I am trying to develop a dynamic funnel graph using JavaScript and HTML5 canvas. I can draw the elements just fine, the only problem I have is with my math. I want my graph to have a linear slope on each side to make an upside-down cone. The problem is that I don’t know if it can be done with the amount of information I have. So, here is the info I do have:
- The width and height of the total graph (250×300 respectively)
- The length of the two main bases of the whole graph (250 and 30)
- The area of the total graph (42000 pixels) ((250+30)/2)*300
- The number of how many stages there will be (let’s say 3 for simplicity)
- The percentage of the area each stage will take (let’s say 30%, 50%, and 20% for each stage)
- The slope/angle of the graph (rise/run) 300/110 (It’s not a perfect triangle and the second base has a length of 30)
Each stage will be a trapezoid (as well as the graph itself).
Now, what formula can I use to create a funnel graph that will make each stage the correct height given the slope and the first base of the stage’s trapezoid?
I have tried and tried and I just can’t seem to make the math work. Either one stage is too long for the slope, or another is too small, which causes the slope to be inconsistent. I need the slope to be consistent and for only the stage’s height to change.

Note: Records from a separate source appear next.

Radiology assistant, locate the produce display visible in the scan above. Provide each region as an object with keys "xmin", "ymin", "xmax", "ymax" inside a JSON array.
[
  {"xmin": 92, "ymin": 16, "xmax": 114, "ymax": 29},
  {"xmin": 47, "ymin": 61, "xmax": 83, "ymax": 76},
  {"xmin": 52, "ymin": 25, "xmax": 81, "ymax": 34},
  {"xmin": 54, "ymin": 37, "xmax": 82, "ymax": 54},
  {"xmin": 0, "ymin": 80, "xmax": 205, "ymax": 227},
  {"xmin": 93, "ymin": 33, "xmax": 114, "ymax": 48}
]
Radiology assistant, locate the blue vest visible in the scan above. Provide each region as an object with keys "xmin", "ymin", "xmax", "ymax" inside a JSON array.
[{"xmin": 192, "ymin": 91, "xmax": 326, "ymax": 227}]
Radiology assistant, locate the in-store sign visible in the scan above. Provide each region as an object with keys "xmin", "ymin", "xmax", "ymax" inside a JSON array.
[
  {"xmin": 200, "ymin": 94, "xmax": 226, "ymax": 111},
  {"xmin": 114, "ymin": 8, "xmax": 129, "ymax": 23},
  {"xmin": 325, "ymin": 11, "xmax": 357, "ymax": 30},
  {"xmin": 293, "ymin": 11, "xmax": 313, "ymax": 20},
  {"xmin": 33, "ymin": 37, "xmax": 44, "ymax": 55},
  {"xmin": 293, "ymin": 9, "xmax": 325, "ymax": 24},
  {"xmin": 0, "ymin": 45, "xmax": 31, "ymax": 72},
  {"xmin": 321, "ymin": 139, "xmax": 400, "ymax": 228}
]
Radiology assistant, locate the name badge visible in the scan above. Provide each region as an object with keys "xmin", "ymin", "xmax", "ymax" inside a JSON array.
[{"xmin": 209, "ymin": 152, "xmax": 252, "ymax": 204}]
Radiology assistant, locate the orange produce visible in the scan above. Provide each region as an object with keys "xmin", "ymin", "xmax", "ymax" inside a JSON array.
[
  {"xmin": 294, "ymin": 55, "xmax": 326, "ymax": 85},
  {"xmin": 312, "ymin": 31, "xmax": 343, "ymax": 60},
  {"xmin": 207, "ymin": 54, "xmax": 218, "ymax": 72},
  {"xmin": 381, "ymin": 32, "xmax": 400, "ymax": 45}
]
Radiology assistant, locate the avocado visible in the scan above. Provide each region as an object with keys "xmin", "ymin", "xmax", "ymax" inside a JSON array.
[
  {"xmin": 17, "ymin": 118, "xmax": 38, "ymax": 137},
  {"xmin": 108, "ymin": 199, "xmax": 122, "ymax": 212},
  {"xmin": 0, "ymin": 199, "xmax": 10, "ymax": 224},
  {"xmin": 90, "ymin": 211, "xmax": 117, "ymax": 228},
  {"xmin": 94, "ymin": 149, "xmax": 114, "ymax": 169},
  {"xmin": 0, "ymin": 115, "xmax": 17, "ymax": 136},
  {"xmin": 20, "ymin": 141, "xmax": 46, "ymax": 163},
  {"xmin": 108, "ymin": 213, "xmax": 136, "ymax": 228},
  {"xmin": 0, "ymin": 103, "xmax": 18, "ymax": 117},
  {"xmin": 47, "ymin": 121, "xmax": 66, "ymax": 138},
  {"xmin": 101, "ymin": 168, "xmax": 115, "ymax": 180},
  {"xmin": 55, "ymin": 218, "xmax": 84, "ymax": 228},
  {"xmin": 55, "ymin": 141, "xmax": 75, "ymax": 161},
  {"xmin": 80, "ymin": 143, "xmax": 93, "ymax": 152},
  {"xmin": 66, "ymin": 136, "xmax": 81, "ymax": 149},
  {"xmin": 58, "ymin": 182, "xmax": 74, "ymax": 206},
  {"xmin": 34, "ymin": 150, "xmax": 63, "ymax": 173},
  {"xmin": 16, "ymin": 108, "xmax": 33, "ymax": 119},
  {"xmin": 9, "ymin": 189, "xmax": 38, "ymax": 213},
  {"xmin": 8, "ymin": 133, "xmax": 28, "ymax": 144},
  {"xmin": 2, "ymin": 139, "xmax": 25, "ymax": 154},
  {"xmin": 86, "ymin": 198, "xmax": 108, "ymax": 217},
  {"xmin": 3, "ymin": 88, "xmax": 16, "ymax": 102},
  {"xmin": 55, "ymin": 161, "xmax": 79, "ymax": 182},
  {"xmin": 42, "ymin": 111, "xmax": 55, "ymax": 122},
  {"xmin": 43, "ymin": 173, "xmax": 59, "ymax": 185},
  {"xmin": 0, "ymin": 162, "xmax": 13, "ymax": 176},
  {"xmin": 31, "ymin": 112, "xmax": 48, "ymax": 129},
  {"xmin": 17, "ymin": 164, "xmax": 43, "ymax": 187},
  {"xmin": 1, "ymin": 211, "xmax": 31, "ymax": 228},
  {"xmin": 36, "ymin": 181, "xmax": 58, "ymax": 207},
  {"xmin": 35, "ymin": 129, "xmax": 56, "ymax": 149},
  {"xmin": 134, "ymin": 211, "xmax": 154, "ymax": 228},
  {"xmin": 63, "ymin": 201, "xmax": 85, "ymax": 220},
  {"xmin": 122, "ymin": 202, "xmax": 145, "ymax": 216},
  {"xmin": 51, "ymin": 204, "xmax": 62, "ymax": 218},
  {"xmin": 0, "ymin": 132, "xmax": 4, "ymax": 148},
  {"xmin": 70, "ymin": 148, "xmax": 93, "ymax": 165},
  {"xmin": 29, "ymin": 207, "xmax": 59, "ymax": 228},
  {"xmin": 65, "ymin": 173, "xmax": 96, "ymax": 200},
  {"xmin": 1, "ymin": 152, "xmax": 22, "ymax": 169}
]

The closest image I can find to represent what I want is this:
http://dwh01.unife.it/microstrategy/help/WebUser/WebHelp/Lang_1033/images/defining_funnel_widget.gif
I appreciated eh9’s answer, but I honestly am not smart enough to solve that sort of equation through JavaScript. However, I ended up coming up with a solution that I will outline here.

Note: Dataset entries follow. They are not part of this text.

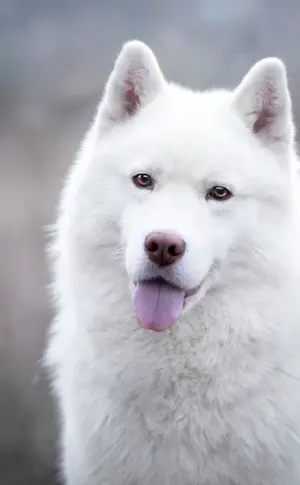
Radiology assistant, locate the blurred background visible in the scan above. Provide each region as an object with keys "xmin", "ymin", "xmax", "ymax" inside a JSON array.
[{"xmin": 1, "ymin": 0, "xmax": 300, "ymax": 484}]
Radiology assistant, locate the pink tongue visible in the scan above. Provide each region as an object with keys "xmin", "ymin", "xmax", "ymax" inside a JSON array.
[{"xmin": 134, "ymin": 280, "xmax": 185, "ymax": 332}]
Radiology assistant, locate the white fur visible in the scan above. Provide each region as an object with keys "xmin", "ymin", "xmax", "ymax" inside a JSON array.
[{"xmin": 45, "ymin": 41, "xmax": 300, "ymax": 485}]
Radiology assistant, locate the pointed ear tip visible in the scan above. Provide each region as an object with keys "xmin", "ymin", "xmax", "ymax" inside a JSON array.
[
  {"xmin": 254, "ymin": 57, "xmax": 287, "ymax": 79},
  {"xmin": 119, "ymin": 40, "xmax": 154, "ymax": 60}
]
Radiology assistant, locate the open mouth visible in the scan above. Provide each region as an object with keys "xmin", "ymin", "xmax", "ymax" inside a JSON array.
[{"xmin": 133, "ymin": 277, "xmax": 201, "ymax": 332}]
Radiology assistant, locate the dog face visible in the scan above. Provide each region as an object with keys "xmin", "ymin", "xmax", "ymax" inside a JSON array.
[{"xmin": 69, "ymin": 41, "xmax": 295, "ymax": 331}]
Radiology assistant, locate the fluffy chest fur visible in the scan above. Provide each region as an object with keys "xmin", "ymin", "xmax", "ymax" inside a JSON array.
[{"xmin": 50, "ymin": 283, "xmax": 300, "ymax": 485}]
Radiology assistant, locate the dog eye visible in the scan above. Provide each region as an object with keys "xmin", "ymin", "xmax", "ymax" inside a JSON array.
[
  {"xmin": 206, "ymin": 186, "xmax": 232, "ymax": 201},
  {"xmin": 132, "ymin": 173, "xmax": 154, "ymax": 189}
]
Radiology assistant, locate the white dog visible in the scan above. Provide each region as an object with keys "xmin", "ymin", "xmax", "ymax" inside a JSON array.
[{"xmin": 45, "ymin": 41, "xmax": 300, "ymax": 484}]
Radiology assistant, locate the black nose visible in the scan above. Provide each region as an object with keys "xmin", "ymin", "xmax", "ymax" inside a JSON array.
[{"xmin": 144, "ymin": 232, "xmax": 186, "ymax": 266}]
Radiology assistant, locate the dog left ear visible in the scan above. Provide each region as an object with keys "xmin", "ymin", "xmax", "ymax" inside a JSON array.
[{"xmin": 232, "ymin": 58, "xmax": 294, "ymax": 147}]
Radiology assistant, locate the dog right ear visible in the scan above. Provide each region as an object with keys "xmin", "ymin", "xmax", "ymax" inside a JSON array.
[{"xmin": 98, "ymin": 41, "xmax": 165, "ymax": 131}]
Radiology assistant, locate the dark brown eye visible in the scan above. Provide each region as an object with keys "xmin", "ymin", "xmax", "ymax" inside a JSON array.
[
  {"xmin": 206, "ymin": 185, "xmax": 232, "ymax": 201},
  {"xmin": 132, "ymin": 173, "xmax": 154, "ymax": 189}
]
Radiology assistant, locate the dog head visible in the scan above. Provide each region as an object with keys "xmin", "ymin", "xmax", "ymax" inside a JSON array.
[{"xmin": 69, "ymin": 41, "xmax": 296, "ymax": 332}]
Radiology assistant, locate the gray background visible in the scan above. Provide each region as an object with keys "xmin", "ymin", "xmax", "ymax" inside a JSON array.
[{"xmin": 1, "ymin": 1, "xmax": 300, "ymax": 483}]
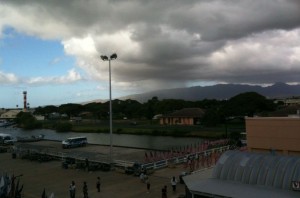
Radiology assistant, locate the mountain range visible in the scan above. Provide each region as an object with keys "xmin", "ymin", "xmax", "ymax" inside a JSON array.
[{"xmin": 120, "ymin": 82, "xmax": 300, "ymax": 102}]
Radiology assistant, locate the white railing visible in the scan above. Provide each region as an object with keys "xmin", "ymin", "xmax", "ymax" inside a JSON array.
[{"xmin": 114, "ymin": 145, "xmax": 230, "ymax": 170}]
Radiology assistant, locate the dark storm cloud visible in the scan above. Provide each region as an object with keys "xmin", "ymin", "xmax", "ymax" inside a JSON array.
[{"xmin": 1, "ymin": 0, "xmax": 300, "ymax": 91}]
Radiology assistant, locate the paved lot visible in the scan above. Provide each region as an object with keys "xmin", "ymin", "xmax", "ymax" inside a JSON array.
[
  {"xmin": 14, "ymin": 140, "xmax": 148, "ymax": 164},
  {"xmin": 0, "ymin": 144, "xmax": 190, "ymax": 198}
]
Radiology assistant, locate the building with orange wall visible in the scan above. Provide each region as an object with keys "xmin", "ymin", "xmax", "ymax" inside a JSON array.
[
  {"xmin": 159, "ymin": 108, "xmax": 205, "ymax": 125},
  {"xmin": 246, "ymin": 116, "xmax": 300, "ymax": 155}
]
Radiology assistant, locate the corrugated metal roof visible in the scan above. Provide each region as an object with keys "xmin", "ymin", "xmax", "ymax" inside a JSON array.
[{"xmin": 184, "ymin": 151, "xmax": 300, "ymax": 198}]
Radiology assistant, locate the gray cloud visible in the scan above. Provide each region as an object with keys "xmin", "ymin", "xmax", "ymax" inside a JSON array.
[{"xmin": 1, "ymin": 0, "xmax": 300, "ymax": 94}]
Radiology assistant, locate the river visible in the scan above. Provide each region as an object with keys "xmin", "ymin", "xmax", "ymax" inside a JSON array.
[{"xmin": 0, "ymin": 127, "xmax": 204, "ymax": 150}]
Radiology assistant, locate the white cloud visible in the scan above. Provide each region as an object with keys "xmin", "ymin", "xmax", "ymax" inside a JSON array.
[
  {"xmin": 0, "ymin": 71, "xmax": 19, "ymax": 84},
  {"xmin": 27, "ymin": 69, "xmax": 83, "ymax": 85},
  {"xmin": 50, "ymin": 57, "xmax": 63, "ymax": 65},
  {"xmin": 62, "ymin": 31, "xmax": 141, "ymax": 83},
  {"xmin": 0, "ymin": 3, "xmax": 72, "ymax": 39},
  {"xmin": 207, "ymin": 28, "xmax": 300, "ymax": 83}
]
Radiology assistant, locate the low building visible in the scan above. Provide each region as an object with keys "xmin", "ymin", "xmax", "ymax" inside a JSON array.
[
  {"xmin": 70, "ymin": 116, "xmax": 82, "ymax": 122},
  {"xmin": 34, "ymin": 115, "xmax": 45, "ymax": 121},
  {"xmin": 275, "ymin": 98, "xmax": 300, "ymax": 106},
  {"xmin": 0, "ymin": 109, "xmax": 22, "ymax": 119},
  {"xmin": 184, "ymin": 150, "xmax": 300, "ymax": 198},
  {"xmin": 246, "ymin": 116, "xmax": 300, "ymax": 155},
  {"xmin": 0, "ymin": 109, "xmax": 6, "ymax": 115},
  {"xmin": 160, "ymin": 108, "xmax": 205, "ymax": 125}
]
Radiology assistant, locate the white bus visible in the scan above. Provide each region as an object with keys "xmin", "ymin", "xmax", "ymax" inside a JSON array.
[{"xmin": 62, "ymin": 136, "xmax": 88, "ymax": 149}]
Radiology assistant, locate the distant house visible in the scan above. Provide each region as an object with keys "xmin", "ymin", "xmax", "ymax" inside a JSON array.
[
  {"xmin": 49, "ymin": 112, "xmax": 61, "ymax": 119},
  {"xmin": 160, "ymin": 108, "xmax": 205, "ymax": 125},
  {"xmin": 34, "ymin": 115, "xmax": 45, "ymax": 121},
  {"xmin": 70, "ymin": 116, "xmax": 82, "ymax": 122},
  {"xmin": 274, "ymin": 98, "xmax": 300, "ymax": 106}
]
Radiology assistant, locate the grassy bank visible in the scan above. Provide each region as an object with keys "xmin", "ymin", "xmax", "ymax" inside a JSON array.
[{"xmin": 41, "ymin": 119, "xmax": 245, "ymax": 139}]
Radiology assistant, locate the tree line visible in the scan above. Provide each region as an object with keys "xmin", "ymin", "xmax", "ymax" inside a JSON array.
[{"xmin": 31, "ymin": 92, "xmax": 276, "ymax": 127}]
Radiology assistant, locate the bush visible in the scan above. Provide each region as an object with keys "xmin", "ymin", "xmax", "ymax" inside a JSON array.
[
  {"xmin": 16, "ymin": 112, "xmax": 42, "ymax": 130},
  {"xmin": 116, "ymin": 128, "xmax": 123, "ymax": 133},
  {"xmin": 55, "ymin": 122, "xmax": 72, "ymax": 132}
]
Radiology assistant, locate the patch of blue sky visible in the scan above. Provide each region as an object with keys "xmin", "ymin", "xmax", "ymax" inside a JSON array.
[
  {"xmin": 0, "ymin": 86, "xmax": 23, "ymax": 109},
  {"xmin": 0, "ymin": 27, "xmax": 75, "ymax": 77}
]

Iterate through a for loop with ‘i’ being the height and the condition being i <= graph_height.
Sort the array placing the lowest difference area difference as the first element in the array.
Therefore, now you have the height of the stage given its area. This is all you need along with the first base and the slope to figure out the second base’s length and position.
This is not the most efficient solution (mainly due to the computational guesswork that is done), but it does work and it is accurate.